Quanto aos invocados deveres de informação no período pós-subscrição das obrigações, entende que não tinha obrigação de informar os autores nos termos pelos mesmos alegados na petição inicial. Por conseguinte, não estava obrigado a informar o cliente, após a decisão de investimento, da valorização ou desvalorização do instrumento financeiro por virtude dos indicadores gerais de mercado; da possibilidade da PT Portugal recuperar ou não o investimento em produtos financeiros da Rioforte; da eventual degradação económico-financeira da Oi e suas participadas, etc., factos que, aliás, eram de conhecimento público.

Apesar disso, comunicou ao autor um conjunto de informação relevantes, designadamente os respeitantes ao reembolso antecipado, sendo que o autor foi igualmente informado da possibilidade de exercício antecipado da opção de reembolso pelo seu gestor de conta, em meados de junho de 2015, via telefónica ou em reunião presencial, e conscientemente optou por não exercê-la.

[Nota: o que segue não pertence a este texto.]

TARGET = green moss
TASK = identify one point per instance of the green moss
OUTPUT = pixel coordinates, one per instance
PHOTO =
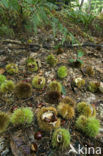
(86, 109)
(4, 121)
(23, 115)
(47, 118)
(62, 72)
(61, 138)
(90, 71)
(2, 78)
(68, 100)
(90, 126)
(81, 122)
(38, 82)
(93, 86)
(55, 86)
(51, 60)
(53, 97)
(66, 111)
(32, 66)
(23, 90)
(79, 82)
(12, 68)
(7, 86)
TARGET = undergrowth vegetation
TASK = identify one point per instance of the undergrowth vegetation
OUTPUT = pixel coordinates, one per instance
(27, 16)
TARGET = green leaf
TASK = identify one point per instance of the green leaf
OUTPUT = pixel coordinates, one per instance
(63, 90)
(80, 53)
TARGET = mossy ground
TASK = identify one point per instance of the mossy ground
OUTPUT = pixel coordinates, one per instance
(92, 57)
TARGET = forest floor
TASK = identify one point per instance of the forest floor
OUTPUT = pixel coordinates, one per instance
(17, 52)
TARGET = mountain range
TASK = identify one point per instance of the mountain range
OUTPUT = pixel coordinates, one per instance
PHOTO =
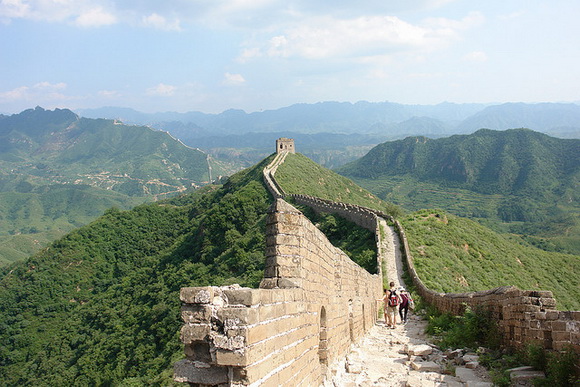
(524, 181)
(59, 171)
(100, 306)
(334, 133)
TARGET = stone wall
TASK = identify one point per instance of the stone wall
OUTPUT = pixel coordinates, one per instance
(268, 174)
(523, 316)
(312, 304)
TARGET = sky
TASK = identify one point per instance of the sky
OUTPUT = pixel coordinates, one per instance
(213, 55)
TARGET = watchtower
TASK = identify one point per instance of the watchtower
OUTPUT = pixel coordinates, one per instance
(285, 145)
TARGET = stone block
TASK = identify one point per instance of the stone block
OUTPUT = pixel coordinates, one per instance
(269, 283)
(289, 271)
(419, 350)
(197, 295)
(244, 296)
(187, 371)
(192, 313)
(561, 336)
(191, 333)
(559, 326)
(261, 332)
(525, 377)
(426, 366)
(231, 358)
(289, 283)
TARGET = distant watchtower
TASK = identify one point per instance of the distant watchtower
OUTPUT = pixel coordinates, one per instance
(285, 145)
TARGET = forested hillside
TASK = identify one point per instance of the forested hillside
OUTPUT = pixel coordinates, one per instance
(454, 254)
(59, 171)
(517, 180)
(101, 305)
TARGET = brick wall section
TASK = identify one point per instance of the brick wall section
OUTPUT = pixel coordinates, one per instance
(268, 173)
(312, 304)
(523, 316)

Sustenta não ter praticado qualquer facto ilícito pelo qual possa ser responsabilizado, para além de não estar estabelecido qualquer nexo causal entre os danos invocados e a sua alegada conduta, na medida em que está por demonstrar que, caso tivessem sido informados da mudança de emitente das obrigações ou da opção de reembolso antecipado, os autores teriam vendido a sua posição em mercado secundário ou exercido a opção de reembolso antecipado.

Ademais, defende que o autor também atuou com culpa, na medida em que deveria ter constatado os acontecimentos mais relevantes para o produto em causa, podendo assim ter-se apercebido das alterações processadas. Não cuidando de obter as informações relevantes, não foi diligente na administração dos seus bens.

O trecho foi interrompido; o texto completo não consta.